Gunsmoke: The Long Ride is a 1993 American Western television film based on the series Gunsmoke, in which the main character, Matt Dillon is played by James Arness. It was preceded by Gunsmoke: Return to Dodge (1987), Gunsmoke: The Last Apache (1990), and Gunsmoke: To the Last Man (1992). The subsequent television film, Gunsmoke: One Man's Justice (1994), is the last in the series.

==Plot==
The now retired Marshal Matt Dillon is at his ranch enjoying the wedding of his daughter when a posse comes to arrest him for the murder of a man. Assuming that he has been confused with another man, Dillon accompanies the posse back to town to straighten things out, but he realizes that there is a reward of $5,000 for his head.

Dillon escapes from the two men who arrested him when it becomes obvious that they plan to kill him for the reward. Still having faith in the law, he rides to the nearest town and sends for the nearest Circuit Court Judge who he feels can give him a fair trial. But local Sheriff Meriweather is a timid man without the gumption to stand up to a violent posse being led by the son of the murdered man, Jules Braxton Jr.

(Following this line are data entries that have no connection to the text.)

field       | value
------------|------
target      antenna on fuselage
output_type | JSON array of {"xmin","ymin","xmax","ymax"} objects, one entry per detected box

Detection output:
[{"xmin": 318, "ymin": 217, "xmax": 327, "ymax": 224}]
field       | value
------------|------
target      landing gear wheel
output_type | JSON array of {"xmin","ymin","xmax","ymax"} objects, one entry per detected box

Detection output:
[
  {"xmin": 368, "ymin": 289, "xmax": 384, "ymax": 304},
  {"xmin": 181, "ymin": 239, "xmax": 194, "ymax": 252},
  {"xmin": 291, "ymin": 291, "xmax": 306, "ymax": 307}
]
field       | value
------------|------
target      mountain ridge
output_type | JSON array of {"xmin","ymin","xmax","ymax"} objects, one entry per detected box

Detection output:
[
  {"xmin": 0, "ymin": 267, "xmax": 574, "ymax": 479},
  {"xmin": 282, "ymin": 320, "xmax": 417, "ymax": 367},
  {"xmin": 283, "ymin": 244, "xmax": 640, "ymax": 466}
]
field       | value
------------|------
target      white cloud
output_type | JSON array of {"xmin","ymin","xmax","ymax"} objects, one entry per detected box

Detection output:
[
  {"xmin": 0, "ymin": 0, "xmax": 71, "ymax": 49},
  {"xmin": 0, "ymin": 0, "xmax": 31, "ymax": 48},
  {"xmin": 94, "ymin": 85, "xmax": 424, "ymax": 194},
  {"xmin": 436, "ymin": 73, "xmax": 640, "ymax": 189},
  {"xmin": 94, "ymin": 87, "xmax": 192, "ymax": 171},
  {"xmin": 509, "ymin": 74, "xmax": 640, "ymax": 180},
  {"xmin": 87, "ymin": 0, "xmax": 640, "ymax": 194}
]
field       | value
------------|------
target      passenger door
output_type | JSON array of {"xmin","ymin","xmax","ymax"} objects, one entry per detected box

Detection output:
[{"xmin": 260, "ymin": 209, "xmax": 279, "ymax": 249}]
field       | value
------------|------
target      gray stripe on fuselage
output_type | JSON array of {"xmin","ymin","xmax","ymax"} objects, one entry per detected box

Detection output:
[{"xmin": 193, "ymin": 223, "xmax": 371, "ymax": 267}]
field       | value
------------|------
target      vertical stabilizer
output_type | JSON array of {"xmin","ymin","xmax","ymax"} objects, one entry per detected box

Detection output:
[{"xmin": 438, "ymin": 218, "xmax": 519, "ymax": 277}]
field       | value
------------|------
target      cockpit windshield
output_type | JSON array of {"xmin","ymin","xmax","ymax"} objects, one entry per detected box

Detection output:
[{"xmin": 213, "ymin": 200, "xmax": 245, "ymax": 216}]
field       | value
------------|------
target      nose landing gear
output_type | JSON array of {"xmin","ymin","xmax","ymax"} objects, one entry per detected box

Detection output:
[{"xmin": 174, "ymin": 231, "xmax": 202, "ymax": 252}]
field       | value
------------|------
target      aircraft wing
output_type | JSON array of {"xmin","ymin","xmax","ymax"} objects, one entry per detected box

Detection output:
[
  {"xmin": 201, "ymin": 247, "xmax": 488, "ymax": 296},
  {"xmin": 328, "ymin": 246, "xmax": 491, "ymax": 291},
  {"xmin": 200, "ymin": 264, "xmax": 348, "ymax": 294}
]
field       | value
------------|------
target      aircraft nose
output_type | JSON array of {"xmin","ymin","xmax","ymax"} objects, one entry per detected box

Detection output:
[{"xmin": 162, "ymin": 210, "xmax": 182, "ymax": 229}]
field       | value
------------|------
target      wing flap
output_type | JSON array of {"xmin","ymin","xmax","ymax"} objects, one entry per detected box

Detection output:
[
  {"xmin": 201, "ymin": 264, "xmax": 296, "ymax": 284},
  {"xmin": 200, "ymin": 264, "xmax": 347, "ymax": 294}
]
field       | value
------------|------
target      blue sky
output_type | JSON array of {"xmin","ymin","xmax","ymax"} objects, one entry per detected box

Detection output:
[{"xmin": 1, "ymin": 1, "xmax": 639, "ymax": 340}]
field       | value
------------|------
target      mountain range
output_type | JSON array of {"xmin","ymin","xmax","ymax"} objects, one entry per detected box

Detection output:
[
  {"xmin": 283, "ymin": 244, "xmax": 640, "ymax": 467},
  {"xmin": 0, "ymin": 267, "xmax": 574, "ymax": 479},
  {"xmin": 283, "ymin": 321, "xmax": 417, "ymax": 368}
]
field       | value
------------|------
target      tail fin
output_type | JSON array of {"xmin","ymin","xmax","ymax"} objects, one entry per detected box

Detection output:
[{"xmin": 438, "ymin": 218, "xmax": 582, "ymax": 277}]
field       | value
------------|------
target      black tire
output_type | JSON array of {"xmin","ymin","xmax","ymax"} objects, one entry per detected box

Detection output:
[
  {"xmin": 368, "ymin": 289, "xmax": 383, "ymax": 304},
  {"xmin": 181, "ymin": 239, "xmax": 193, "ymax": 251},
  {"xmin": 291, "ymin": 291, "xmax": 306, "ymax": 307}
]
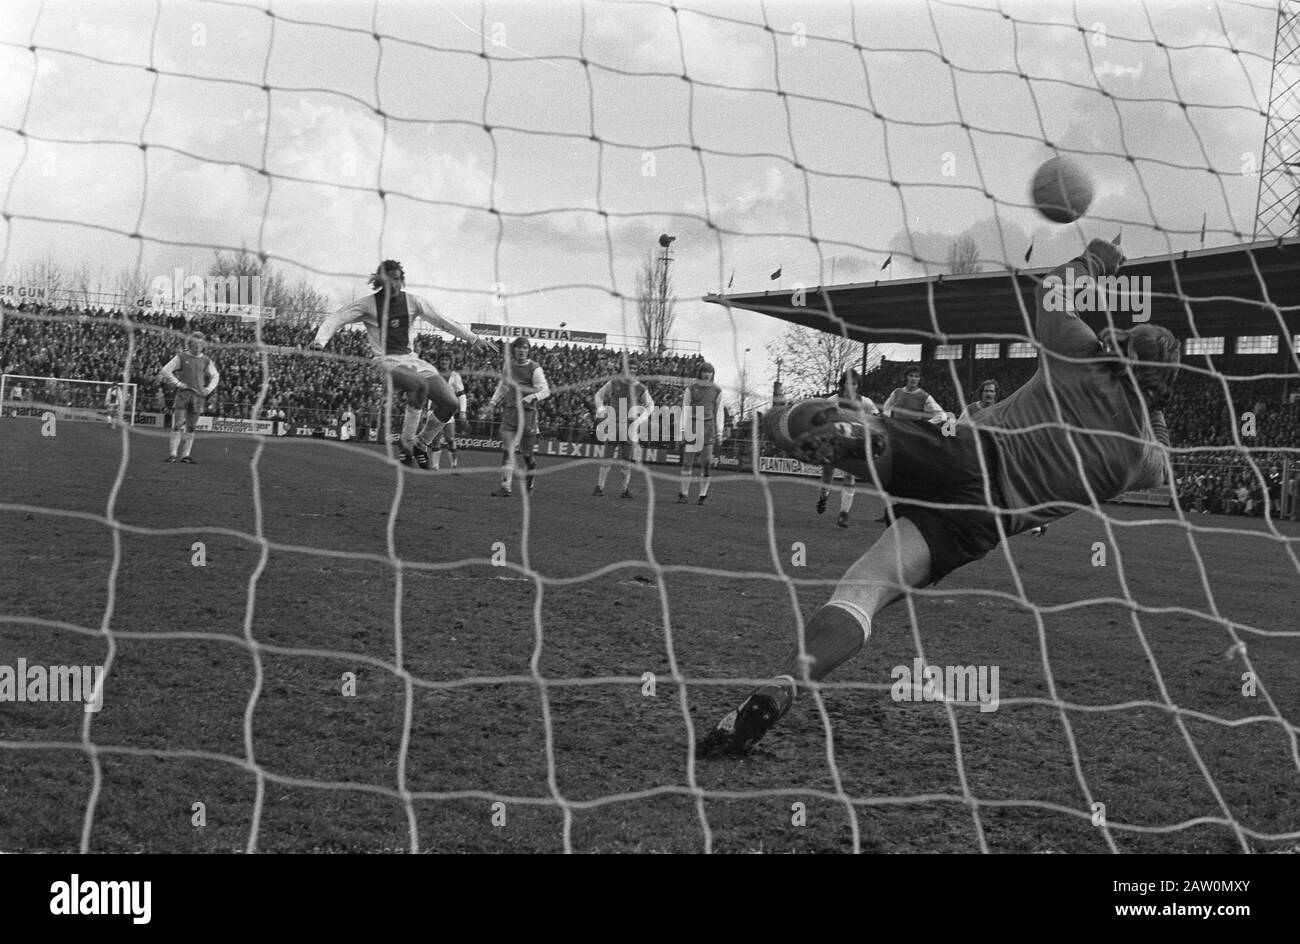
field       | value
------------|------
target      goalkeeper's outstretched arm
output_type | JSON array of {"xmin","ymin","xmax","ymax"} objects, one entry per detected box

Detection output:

Taking to the open prairie, Dillon eludes the posse by taking a short cut through Ute Indian territory; which the posse cautiously detours around. Dillon meets John Parsley, a mildly disgraced former preacher, and saves him from a charge of horse stealing from the Utes. "Uncle Jane Merkel" runs an isolated horse-trading post and is the nearest safe haven. It becomes obvious there is a stalled romantic relationship between Parsley and Jane. Parsley feels he abandoned his faith to join a "Gold Rush" stampede, and sticks by Matt's side to prove himself.

Collie Whitebird, the youngest member of the gang, has been shot and left to die by his confederates. Taking him back to Jane's, Matt supervises the necessary amputation of Whitebird's leg. His condition is still serious, and Matt needs a live witness to prove his innocence.

Two gang members are left and Dillon kills one in a necessary saloon shoot out, being careful not to hit the woman he was in bed with. Another outlaw, captured alive, tries to escape and is accidentally killed when he and Parsley wrestle for a shotgun and it is accidentally fired. This leaves it up to a grateful Whitebird, who may or may not survive the bumpy journey back to civilization.

The posse arrives at Jane's place after Matt and his party have left. When she refuses to sell them fresh horses at any price, they murder her. Parsley notices her favorite horse among the pursuing posse, senses what has happened, and angrily attacks them. Parsley is killed, but the ensuing shoot out cuts the posse's numbers by half.

Matt's daughter and son-in-law have followed him against orders, but find themselves hamstrung in their efforts to help. His daughter finally decides to break into the office of the dead man's attorney and discover that the son leading the posse was about to be disinherited. The son launches a final desperate attack on the doctor's office where Whitebird is being treated, but Matt's daughter and Dr. Strader prove to be more than adequate shots. When the son takes Matt's daughter hostage, Dillon calmly kills him with a straight and steady shot to the head, ending the life of the man who actually murdered his own father.

Matt returns to Jane's ranch and supervises burying her and Parsley side by side. Whitebird receives a sympathy release in return for his testimony.

==Reception==
The film won its time-slot with a 10.2/19 rating/share, and ranked 43rd out of 88 programs airing that week.